Не в силах больше думать об этом, Феликс встал и побрел дальше по полю.

Глава XXV

Он явился на станцию как раз к приходу лондонского поезда и, минуту поискав взглядом мать не там, где было нужно, увидел ее уже на перроне, рядом с чемоданом, надувной подушкой и безукоризненно застегнутым портпледом.

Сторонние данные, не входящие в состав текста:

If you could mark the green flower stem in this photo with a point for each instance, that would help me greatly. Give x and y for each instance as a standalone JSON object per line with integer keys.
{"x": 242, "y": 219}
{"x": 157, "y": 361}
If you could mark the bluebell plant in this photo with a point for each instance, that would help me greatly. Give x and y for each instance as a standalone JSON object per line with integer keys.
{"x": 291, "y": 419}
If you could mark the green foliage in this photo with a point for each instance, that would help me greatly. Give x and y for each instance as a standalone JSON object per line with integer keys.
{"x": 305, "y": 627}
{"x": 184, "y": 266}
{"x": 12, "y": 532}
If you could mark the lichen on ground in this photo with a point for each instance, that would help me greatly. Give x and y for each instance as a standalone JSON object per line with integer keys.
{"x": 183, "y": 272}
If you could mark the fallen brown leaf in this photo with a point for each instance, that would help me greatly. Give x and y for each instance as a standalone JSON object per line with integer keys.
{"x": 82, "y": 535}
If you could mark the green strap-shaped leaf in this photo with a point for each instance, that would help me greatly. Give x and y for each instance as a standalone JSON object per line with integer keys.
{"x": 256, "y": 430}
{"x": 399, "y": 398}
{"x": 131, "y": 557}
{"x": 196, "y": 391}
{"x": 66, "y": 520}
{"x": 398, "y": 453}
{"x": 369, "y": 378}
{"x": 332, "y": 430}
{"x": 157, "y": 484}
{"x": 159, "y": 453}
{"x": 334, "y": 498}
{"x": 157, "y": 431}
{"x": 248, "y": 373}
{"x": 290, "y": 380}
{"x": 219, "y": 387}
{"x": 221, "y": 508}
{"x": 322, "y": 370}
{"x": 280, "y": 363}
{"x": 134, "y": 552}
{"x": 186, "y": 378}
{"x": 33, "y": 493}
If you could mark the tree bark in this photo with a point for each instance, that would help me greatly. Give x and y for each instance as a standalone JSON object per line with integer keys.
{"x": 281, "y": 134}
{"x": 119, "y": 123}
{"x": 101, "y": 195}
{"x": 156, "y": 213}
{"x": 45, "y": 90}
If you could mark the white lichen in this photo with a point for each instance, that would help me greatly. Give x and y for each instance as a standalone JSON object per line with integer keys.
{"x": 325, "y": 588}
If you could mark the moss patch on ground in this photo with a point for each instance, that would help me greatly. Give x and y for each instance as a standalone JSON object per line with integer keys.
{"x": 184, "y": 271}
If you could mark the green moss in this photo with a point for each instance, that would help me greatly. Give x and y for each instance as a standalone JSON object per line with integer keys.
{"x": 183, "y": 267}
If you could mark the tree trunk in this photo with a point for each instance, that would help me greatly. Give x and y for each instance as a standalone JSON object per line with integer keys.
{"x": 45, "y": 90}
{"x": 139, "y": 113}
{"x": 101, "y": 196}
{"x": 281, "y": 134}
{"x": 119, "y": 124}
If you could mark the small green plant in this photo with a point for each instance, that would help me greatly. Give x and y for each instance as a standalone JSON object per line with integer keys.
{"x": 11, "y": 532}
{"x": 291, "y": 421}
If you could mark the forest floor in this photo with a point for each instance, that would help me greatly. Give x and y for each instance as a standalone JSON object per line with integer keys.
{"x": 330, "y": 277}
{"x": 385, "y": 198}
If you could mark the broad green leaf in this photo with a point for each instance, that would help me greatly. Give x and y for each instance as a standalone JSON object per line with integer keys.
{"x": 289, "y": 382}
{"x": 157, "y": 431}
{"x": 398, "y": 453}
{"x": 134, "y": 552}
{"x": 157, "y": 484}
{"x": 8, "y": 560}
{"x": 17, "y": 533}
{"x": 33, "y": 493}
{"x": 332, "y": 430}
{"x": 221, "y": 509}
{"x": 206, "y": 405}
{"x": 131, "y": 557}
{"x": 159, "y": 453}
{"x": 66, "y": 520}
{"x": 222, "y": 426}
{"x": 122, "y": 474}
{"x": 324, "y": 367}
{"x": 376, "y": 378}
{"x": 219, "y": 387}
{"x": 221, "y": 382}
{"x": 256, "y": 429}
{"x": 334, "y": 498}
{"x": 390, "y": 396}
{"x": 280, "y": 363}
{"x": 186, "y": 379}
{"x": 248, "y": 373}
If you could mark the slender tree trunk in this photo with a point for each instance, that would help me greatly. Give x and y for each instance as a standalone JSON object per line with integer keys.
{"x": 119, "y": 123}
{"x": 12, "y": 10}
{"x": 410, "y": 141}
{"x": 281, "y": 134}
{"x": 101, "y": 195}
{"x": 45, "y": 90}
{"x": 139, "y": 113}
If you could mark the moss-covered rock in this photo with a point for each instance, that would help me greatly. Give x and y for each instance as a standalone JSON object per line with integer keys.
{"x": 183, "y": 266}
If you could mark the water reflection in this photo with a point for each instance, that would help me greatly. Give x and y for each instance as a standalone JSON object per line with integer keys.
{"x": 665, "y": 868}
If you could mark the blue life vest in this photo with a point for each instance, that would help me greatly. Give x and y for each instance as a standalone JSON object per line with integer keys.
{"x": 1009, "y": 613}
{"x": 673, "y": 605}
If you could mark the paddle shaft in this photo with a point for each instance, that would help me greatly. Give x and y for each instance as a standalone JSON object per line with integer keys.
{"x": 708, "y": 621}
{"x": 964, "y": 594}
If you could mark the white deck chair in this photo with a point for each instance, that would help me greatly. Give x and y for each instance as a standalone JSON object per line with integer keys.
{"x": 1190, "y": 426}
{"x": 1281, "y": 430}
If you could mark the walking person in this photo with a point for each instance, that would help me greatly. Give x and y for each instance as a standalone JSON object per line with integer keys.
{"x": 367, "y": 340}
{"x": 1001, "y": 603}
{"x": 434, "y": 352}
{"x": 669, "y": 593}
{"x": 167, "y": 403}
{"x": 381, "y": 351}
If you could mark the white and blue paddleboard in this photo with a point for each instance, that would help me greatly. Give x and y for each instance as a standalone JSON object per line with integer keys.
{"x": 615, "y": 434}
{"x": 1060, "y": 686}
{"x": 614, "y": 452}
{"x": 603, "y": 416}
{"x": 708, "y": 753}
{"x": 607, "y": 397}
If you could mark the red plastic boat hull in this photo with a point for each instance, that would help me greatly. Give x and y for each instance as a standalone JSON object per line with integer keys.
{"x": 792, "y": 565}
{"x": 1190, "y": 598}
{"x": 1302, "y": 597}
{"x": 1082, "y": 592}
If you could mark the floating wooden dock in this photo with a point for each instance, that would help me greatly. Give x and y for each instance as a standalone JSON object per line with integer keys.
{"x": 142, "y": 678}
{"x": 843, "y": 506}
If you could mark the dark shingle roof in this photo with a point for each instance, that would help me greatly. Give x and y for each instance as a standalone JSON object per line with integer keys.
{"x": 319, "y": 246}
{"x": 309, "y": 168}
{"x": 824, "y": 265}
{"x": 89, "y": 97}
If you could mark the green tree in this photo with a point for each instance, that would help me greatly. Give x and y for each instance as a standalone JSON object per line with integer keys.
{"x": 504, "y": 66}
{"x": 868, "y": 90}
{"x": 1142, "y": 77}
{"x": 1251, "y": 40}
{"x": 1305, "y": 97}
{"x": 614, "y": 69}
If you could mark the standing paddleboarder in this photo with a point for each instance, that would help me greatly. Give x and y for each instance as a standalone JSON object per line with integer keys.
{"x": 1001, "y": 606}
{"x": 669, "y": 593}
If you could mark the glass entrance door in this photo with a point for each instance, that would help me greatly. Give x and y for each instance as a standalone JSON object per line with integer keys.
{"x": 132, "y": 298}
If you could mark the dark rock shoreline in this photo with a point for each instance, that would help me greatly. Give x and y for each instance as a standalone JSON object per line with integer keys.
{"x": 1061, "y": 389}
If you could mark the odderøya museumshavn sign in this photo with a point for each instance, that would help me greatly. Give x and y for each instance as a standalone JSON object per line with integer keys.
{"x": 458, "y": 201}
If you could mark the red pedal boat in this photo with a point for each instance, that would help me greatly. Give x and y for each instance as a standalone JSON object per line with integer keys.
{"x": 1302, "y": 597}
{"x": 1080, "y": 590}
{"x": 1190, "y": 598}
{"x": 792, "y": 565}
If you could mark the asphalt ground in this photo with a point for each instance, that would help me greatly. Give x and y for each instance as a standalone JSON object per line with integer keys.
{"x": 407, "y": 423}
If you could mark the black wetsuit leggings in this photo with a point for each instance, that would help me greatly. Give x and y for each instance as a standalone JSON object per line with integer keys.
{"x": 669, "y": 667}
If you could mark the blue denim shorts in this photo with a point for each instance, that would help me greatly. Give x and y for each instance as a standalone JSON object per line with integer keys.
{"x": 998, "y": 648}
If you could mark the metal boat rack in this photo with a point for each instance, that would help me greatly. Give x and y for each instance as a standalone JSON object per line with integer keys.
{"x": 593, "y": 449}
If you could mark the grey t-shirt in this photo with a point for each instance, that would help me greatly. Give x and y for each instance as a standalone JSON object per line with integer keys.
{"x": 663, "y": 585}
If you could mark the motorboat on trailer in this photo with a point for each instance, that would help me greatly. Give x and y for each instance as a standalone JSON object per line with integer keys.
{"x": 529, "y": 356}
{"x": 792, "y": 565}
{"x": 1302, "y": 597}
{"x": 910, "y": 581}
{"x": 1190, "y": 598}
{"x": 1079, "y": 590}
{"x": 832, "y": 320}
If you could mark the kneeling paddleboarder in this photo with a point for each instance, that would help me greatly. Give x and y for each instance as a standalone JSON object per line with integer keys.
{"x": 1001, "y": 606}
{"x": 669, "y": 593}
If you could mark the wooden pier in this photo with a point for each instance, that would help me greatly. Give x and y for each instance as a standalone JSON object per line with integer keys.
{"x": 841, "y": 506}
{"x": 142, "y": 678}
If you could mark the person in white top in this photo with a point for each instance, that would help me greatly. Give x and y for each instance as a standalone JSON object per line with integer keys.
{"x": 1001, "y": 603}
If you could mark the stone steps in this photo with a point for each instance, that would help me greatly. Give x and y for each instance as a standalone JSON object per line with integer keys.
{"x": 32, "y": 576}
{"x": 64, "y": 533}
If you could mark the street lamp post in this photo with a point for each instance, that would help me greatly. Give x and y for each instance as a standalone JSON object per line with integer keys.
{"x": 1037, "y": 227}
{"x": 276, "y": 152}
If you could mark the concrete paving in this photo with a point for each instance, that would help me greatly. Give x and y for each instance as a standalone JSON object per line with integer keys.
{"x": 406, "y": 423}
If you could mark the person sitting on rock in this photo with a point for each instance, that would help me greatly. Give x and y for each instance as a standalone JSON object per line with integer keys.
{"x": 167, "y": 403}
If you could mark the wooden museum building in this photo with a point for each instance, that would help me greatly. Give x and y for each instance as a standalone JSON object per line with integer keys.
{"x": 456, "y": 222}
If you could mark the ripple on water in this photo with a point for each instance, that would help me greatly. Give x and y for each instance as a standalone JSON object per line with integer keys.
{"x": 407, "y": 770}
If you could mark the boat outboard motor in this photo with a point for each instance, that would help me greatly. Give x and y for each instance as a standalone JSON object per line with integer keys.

«Приехала третьим классом, — подумал он. — Ну зачем она это делает!»

Чуть-чуть порозовев, она рассеянно поцеловала Феликса.

— Как мило, что ты меня встретил!

Феликс молча указал на переполненный вагон, из которого она вышла. Фрэнсис Фриленд немного огорчилась.

— Я чудесно доехала, — сказала она. — Но в купе был такой прелестный ребеночек, что я, конечно, не могла открыть окно, поэтому, пожалуй, и правда было жарко…

Феликс, который как раз в эту минуту смотрел на «прелестного ребеночка», сухо заметил:

— Ах вот, значит, как ты путешествуешь? А ты завтракала?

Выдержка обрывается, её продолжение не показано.